1950s - The Myth of Suburbia

My experience of growing up in the 1950s in a suburb of Vancouver, Canada strayed from the typical family life that magazines and ads wanted people to believe. My parents were divorced when I was a toddler and my mother moved into a house in a typical suburban neighborhood of Vancouver as a single parent with two toddlers. She definitely stood out and I was teased by other children in the neighborhood because I didn’t have a dad. Things definitely are so different nowadays with so many one parent families, same sex parents, and even grandparents raising their grandchildren as an example. Back in the 1950s though, that wasn’t the case, and my family stood out on that quiet tree-lined street.

I used to be so envious of friends and classmates having a ‘normal’ family with both mother and father and living the ‘surburban dream’. In reality though, I learned later that things were not what they seemed. Some of those perfect families had a far from perfect happy home life. One friend’s mother had a serious problem with an eating disorder, one friend’s father was an angry man who drank too much and was physically abusive and the list goes on. At the time though, appearances were everything and the dad would be out there mowing the perfect lawn on a Saturday morning and the mother would be in the house, cooking and cleaning. That’s what I saw and I was envious of my friends as my mother and my life was so different.

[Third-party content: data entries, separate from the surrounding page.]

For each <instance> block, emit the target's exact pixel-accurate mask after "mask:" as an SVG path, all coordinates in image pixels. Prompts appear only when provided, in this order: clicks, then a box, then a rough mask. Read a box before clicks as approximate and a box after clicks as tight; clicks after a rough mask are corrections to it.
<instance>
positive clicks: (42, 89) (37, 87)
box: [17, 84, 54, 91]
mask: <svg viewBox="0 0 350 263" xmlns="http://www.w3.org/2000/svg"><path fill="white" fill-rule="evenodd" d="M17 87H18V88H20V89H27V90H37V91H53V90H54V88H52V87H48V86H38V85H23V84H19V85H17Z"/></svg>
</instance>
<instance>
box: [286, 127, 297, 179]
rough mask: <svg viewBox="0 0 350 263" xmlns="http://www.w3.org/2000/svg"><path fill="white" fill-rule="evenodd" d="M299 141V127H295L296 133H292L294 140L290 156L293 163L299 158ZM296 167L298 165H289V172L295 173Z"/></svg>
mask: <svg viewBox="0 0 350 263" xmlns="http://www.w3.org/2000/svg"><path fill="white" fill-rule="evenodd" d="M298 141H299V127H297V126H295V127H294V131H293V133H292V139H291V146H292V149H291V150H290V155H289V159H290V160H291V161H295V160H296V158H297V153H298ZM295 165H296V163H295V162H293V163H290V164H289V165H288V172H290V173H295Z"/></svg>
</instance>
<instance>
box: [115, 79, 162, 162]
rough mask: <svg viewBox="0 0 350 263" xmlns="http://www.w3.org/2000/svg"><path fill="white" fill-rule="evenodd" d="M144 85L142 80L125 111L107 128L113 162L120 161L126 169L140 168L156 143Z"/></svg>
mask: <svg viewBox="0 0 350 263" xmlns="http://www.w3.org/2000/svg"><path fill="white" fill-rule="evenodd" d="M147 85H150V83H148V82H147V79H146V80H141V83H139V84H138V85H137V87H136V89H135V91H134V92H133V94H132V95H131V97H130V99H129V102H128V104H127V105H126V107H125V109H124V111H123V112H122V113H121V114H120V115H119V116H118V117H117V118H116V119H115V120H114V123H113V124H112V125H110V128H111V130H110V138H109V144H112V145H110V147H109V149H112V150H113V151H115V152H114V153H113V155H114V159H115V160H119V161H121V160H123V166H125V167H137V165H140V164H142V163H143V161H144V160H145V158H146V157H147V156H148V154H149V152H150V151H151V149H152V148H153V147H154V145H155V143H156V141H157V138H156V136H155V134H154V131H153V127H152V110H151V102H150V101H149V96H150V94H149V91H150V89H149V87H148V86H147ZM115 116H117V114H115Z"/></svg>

With no dad around it fell to my mother to take care of the lawn and home repairs although to be honest it seems my grandfather would come over to help her and do most of that. My mother had a difficult time being a single parent in such an environment and as such, was very unhappy and had trouble coping. In retrospect, I often wonder how much happier she would have been if she had been living in an environment where she was accepted and not made to feel different.

I love the 1950s but sometimes I do think about the darker side of that era and what it was like for people like my mother.